THE PROJECT THAT Mills Corp. proposes to build on Piers 27-31 – a prime piece of San Francisco waterfront property – has always been a trade-off. The way the original proposal went, in exchange for replacing damaged piers in the area, building a new YMCA, and creating new open space, the city would let Mills build a big mall and office park.

That never struck us as a good deal – but Mills has made it much worse. As the company enters the final four months of its five-year exclusive negotiating agreement with the Port of San Francisco, Mills has demonstrated that it can't be trusted to give the public a straight story – about its contracts, its figures, or its real intentions for the land.

In fact, this entire project has been a mess of secrecy and misinformation – and when it comes back to the Port Commission Dec. 13 for amendments, it should be killed for good.

First proposed during the backroom-dealing days of the Willie Brown administration, the Mills mall has become a public relations fiasco for almost everyone involved. Mills has embarrassed the Port of San Francisco and the YMCA – and then tried to blame it all on the hired help.

The YMCA was supposed to get a new facility in the project – but the nonprofit would have to raise $30 million. In the end, it turned out that Mills and the Y didn't even have a written contract. And it wasn't until Nov. 29 that port officials finally realized the damage being done to the city's reputation: That's when executive director Monique Moyer finally challenged Mills over its approach, concluding a letter with the huge understatement, "Mills Corporation's recent actions may have undermined the public's confidence in the Port."

In response, Mills CEO Laurence Siegel pledged to do better – by firing political consultant Eric Jaye and public relations spokesperson David D'Onofrio. His Nov. 29 letter continued to dodge responsibility and blamed city leaders, including the supervisors (who voted 9-1 against the plan), for "an unfair prejudgment of the project."

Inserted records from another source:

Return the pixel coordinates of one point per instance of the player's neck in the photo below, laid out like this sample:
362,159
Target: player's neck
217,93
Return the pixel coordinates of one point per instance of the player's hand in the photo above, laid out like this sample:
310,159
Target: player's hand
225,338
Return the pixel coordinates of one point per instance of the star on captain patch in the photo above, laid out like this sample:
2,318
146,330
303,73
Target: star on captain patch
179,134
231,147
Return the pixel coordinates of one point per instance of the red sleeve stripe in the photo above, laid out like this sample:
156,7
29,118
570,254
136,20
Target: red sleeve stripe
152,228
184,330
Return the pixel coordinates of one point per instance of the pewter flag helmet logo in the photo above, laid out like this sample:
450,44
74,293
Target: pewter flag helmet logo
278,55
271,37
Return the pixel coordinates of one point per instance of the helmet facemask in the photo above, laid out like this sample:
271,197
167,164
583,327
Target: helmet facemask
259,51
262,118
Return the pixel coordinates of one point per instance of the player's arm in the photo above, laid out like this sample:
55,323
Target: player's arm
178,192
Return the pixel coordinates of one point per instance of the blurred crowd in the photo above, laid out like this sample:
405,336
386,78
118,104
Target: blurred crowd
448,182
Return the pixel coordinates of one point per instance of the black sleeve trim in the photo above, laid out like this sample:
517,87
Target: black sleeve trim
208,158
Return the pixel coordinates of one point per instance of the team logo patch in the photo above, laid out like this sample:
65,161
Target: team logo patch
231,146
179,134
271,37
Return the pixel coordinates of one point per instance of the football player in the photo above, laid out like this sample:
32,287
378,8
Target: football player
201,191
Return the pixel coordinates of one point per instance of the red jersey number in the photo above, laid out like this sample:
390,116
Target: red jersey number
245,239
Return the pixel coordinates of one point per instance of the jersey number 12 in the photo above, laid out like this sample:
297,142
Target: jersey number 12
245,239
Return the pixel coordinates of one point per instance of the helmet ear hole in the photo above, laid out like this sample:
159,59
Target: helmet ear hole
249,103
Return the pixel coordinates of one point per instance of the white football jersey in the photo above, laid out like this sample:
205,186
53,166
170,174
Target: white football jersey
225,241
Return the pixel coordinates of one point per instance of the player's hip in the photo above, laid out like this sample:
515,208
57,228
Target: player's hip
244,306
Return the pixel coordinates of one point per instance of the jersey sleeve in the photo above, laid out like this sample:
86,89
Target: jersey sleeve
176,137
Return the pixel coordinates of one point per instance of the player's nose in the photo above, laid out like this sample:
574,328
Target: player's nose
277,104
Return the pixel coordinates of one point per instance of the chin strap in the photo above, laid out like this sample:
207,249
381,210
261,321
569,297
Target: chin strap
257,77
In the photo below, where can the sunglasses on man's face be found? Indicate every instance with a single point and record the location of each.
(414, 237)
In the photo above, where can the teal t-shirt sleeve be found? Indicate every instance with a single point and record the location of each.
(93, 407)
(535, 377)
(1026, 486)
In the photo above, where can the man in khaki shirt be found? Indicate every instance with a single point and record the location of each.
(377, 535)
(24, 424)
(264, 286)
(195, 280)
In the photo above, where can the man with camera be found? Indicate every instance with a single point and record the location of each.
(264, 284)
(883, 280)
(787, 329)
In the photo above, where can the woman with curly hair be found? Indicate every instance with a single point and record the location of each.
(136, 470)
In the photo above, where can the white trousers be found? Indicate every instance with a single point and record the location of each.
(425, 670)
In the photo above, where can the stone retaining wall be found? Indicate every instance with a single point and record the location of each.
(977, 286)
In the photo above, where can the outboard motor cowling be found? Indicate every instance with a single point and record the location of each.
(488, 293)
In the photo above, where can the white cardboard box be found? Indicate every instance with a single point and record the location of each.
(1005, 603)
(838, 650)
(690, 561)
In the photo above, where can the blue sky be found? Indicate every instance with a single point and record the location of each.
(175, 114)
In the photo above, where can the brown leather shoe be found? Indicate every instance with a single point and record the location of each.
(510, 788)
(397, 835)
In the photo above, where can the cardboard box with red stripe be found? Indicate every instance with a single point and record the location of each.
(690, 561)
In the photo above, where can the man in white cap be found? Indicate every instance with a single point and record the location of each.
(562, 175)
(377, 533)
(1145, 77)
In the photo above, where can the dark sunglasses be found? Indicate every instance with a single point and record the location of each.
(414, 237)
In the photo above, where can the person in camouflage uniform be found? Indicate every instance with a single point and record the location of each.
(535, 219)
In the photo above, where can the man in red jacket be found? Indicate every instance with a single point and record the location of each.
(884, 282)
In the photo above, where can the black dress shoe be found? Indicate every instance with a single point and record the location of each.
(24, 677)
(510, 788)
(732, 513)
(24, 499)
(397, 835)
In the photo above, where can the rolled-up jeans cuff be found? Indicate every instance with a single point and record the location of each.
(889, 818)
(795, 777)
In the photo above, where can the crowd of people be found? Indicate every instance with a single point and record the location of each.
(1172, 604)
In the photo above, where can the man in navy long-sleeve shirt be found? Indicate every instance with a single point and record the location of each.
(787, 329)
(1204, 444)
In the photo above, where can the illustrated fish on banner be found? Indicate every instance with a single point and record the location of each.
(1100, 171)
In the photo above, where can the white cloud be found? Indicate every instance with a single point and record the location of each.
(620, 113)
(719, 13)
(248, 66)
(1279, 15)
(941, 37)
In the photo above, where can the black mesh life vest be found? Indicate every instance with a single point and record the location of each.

Wrong. This project has had every chance in the world. The supervisors concluded for very good reason that it wasn't financially feasible. And Siegel can't just blame his local flacks for bungling it. If this project somehow gets another chance at life from the Port Commission, San Francisco will have to take another great leap of faith and trust Mills – trust that the company won't put the squeeze on the YMCA to rapidly repay its $30 million debt, or force the organization to fill the new facility with corporation sponsorship logos (as the agreement indicates they might), and trust that Mills doesn't admit any more wishful financial thinking or cooking of the books that would again cause its stock to plummet (as it did last month after just such revelations were made public) and leave San Francisco holding the bag for a project badly or partially built.

The bottom line is that we would have to trust a company that has proved itself untrustworthy again and again. This one is a slam-dunk: The Port should refuse to allow any changes or extend the negotiating period and send Mills packing. For good.